Die Zustände in der Ambulanz habe er natürlich auch immer wieder gegenüber Gesprächspartnern erwähnt. Eine davon war Monika L. Sie verbinde eine lange persönliche Geschichte mit der Charité, insbesondere mit der Krebsambulanz. Beziehungen zum Universitätsklinikum habe sie bereits seit Anfang der 70er-Jahre, als sie dort während des Studiums ihr Pharmaziepraktikum absolvierte. Später sei in der Krebsambulanz nicht nur ihr Vater, sondern auch sie selbst jahrelang behandelt worden. Deshalb habe sie die Einrichtung unterstützen wollen. Dass ihr Sohn eine Elektronikfirma betreibt, kam da gelegen: Über ihn ließ sie die Gerätschaften in mehreren Lieferungen der Ambulanz zukommen.

Und R. war dankbar für die Hilfe: „Ich habe niemals das Gefühl gehabt, dass Frau L. irgendeine Gegenleistung erwartet“, sagt er vor Gericht. Also stellte er ihr für die wohltätige Gabe Spendenquittungen aus. Hier wäre die Geschichte theoretisch vorbei gewesen. Ist sie allerdings nicht, denn Monika L. stand über ihre Apotheke in geschäftlichen Beziehungen mit der Charité.
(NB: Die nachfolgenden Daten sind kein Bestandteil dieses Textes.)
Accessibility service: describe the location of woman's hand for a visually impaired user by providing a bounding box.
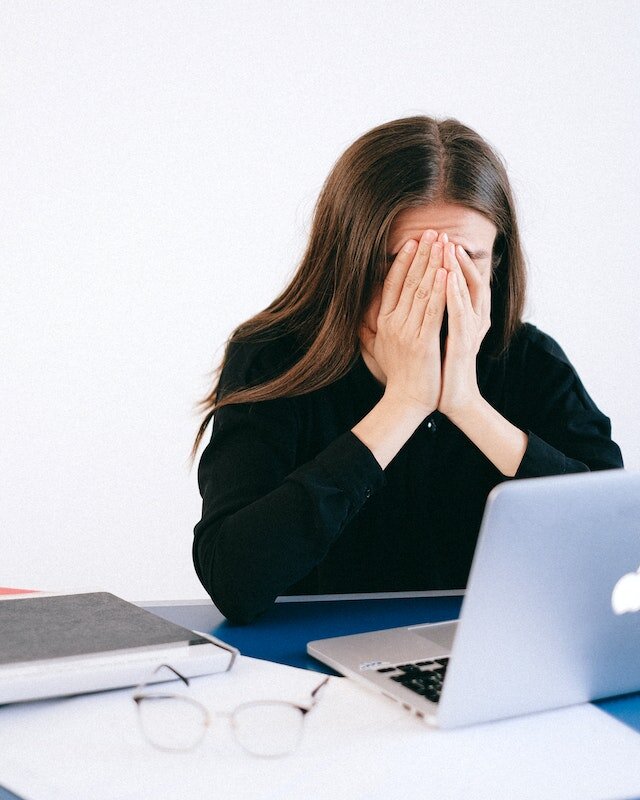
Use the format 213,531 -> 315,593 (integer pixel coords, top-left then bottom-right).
438,242 -> 491,422
360,230 -> 447,417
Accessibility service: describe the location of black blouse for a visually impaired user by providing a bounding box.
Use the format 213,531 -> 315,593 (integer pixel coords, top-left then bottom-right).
193,324 -> 623,623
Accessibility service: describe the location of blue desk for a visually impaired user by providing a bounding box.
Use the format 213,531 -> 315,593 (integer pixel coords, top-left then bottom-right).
213,597 -> 462,675
211,597 -> 640,736
0,597 -> 640,800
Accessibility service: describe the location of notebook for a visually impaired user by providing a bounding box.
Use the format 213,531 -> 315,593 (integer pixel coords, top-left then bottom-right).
0,592 -> 238,704
307,469 -> 640,728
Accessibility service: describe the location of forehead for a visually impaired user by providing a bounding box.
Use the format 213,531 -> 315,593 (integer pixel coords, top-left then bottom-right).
389,203 -> 498,253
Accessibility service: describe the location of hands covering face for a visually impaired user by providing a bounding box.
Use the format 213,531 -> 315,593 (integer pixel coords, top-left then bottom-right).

Und Spenden von Geschäftspartnern anzunehmen, ist der Charité verboten. Wenn überhaupt, hätte R. für die Zuwendungen eine Genehmigung beantragen müssen.

Dass er selbst gar keine Spendenquittungen ausstellen darf, sei ihm gar nicht in den Sinn gekommen. Natürlich könne er das, habe er sich gedacht und sich nicht weiter zu dem Sachverhalt informiert. Immerhin sei er ja stellvertretender Direktor. „Das war ein schwerer Fehler, den ich sehr bereue“, gibt er zu Protokoll. „Aber den Vorwurf, ich hätte mich selbst in irgendeiner Form bereichern wollen, weise ich entschieden zurück.“

Den Vorwurf, dass mit den von ihm ausgestellten Rezepten die Krankenhausapotheke umgangen worden sei, weist er ebenfalls zurück. Es seien nämlich entgegen der Anklage gar keine individuell angefertigten Zytostatika gewesen, die die Apotheke der Angeklagten geliefert habe, sondern Fertigarzneimittel. Und die habe er gar nicht aus der Krankenhausapotheke beziehen können.

Er verweist auf eine Mitteilung des Berliner Landesamtes für Gesundheit und Soziales (Lageso), worin auf die unterschiedliche Warenkette von Krankenhaus- und öffentlichen Apotheken verwiesen wird. Tatsächlich sind bei der Charité die Zuständigkeiten der Klinikapotheke einzelvertraglich geregelt, sodass seine Ambulanz die benötigten Medikamente nicht im eigenen Haus anfordern konnte.

Seine Aussagen decken sich weitestgehend mit denen der mitangeklagten Apothekerin. Die Zeugenbefragung wird nun bis Mitte März zeigen müssen, ob die beiden etwas verschweigen oder ob sie tatsächlich nur Opfer einer Fahrlässigkeit geworden sind.